Google may have held back making its Bard chatbot into a publicly available product because it didn't think the technology was ready yet, according to Alphabet Chairman John Hennessy.
In an interview with CNBC, Hennessy said Bard is a "great piece of technology" to serve as a demonstration vehicle right now. He believes generative AI models are one or two years away from becoming "truly useful" tools for the general public.

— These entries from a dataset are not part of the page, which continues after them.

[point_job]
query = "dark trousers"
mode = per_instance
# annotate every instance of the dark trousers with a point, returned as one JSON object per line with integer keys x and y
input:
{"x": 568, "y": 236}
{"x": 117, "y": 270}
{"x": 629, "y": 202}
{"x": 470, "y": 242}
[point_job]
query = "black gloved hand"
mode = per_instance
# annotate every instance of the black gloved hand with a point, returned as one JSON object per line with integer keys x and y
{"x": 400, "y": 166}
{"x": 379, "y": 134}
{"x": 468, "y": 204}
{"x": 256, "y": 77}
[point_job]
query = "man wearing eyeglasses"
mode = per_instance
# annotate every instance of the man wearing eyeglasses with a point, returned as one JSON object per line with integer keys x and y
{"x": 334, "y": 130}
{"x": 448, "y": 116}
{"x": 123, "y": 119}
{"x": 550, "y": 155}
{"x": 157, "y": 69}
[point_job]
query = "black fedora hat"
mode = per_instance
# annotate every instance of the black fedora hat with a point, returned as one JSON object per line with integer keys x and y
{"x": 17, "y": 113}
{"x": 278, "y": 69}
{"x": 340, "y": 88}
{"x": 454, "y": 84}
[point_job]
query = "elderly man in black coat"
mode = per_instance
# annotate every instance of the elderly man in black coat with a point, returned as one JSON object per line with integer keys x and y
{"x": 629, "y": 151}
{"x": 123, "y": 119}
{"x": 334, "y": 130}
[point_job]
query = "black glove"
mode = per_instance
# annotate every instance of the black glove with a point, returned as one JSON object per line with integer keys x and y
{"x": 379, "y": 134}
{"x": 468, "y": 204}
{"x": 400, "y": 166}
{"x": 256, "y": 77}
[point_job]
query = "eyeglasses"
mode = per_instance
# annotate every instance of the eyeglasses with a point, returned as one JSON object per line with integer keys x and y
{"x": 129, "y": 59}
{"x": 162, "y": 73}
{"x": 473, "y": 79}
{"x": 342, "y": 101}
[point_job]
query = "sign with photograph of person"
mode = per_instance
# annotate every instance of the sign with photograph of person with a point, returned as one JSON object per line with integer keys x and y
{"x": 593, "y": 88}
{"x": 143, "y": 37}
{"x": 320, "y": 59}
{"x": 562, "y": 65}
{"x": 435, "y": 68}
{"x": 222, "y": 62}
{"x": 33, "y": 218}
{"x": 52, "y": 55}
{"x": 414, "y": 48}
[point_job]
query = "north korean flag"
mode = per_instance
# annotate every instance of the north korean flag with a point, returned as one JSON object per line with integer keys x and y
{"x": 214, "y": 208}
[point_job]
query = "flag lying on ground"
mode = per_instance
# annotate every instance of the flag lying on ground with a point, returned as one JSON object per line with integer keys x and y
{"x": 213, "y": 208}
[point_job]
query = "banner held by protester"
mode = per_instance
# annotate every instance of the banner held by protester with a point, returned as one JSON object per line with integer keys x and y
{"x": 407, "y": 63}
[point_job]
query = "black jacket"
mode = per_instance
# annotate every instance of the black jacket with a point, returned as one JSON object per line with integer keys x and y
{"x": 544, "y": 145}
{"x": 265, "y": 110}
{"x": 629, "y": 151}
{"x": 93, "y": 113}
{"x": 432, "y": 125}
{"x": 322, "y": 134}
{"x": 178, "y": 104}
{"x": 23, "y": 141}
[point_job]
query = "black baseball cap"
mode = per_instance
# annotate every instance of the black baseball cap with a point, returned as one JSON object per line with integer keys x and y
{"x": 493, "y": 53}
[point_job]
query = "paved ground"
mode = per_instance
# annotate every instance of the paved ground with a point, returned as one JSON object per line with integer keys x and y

- Google may have hesitated to release Bard publicly because of concerns that it would generate incorrect or harmful information, Hennessy said.
- "You don't want to put a system out that either says wrong things or sometimes says toxic things," he said.
- AI models that generate language "are still in the early days — figuring out how to bring them into a product stream and do it in a way that's sensitive to correctness, as well as issues like toxicity," Hennessey told CNBC.
- Last week, Google announced Bard, a conversational AI service, a day after Microsoft unveiled its AI-powered Bing service.
- That same day, it was found that Bard made an error, which caused Google to lose $100B in market value on Wednesday.
- The setback follows an all-hands meeting in December when Google executives said the company was taking a conservative approach to deploying AI tech in its web search.
- While the technology "strikes a need that people seem to have," language models still have many issues to address and "can make stuff up," Google AI chief Jeff Dean said.